13. Assignment. Company may not assign or otherwise transfer the Agreement and/or any rights and/or obligations herein without the prior express written consent of Anami. Anami may assign the Agreement and/or any rights and/or obligations herein to any person. Subject to the foregoing provisions of this paragraph, the Agreement shall be binding upon and shall inure to the benefit of the parties and their permitted successors and assigns.
14. Notices. Anami may send Company any notices required or permitted under this Agreement by sending Company an email message to the email address listed in Company’s account contact information, by sending a letter via certified mail, return receipt requested, to the contact address listed in Company’s account contact information or by posting on the Service. Company may send Anami any notices required or permitted under this Agreement by sending Anami a letter via certified mail, return receipt requested, to Anami’s address as set forth on the Website.

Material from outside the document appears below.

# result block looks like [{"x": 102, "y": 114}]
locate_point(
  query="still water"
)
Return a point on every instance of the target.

15. Miscellaneous. This Agreement (including any amendments hereto and any documents, policies and terms incorporated herein by reference) constitutes the entire agreement between the parties concerning the use of the Service and/or any part thereof, and supersedes all prior and contemporaneous agreements and communications, whether oral or written, between the parties concerning such subject matter. Without limiting any term or condition of this Agreement, the terms and conditions of any purchase order or other written instrument submitted by Company shall be void and have no effect unless otherwise approved in a manually signed writing by Anami. If any provision in the Agreement should be held illegal or unenforceable, such provision shall be modified to the extent necessary to render it enforceable without losing its intent, or severed from the Agreement if no such modification is possible, and all other provisions of the Agreement shall remain in full force and effect. A party’s waiver of the other party’s violation of any term or condition of the Agreement in any one instance shall not constitute such party’s waiver of the other party’s subsequent violation of the same or any other term or condition. No waiver of any terms or conditions hereunder will be effective unless in writing signed by an officer of the party against whom such waiver is sought. Where Anami’s licensors and contractors, and their respective successors and assigns, are referenced by the express terms of this Agreement, they are intended third party beneficiaries of this Agreement. Without limiting any other provision in this Agreement, Anami shall not be deemed to be in default under this Agreement or otherwise liable for any delay in or failure in its performance if such delay or failure is due to acts of God, earthquakes, floods, fire, epidemics, riots, war, failures or delay in transportation or communications systems, shortages of supplies, labor disputes, Internet failure, or other causes beyond Anami’s reasonable control.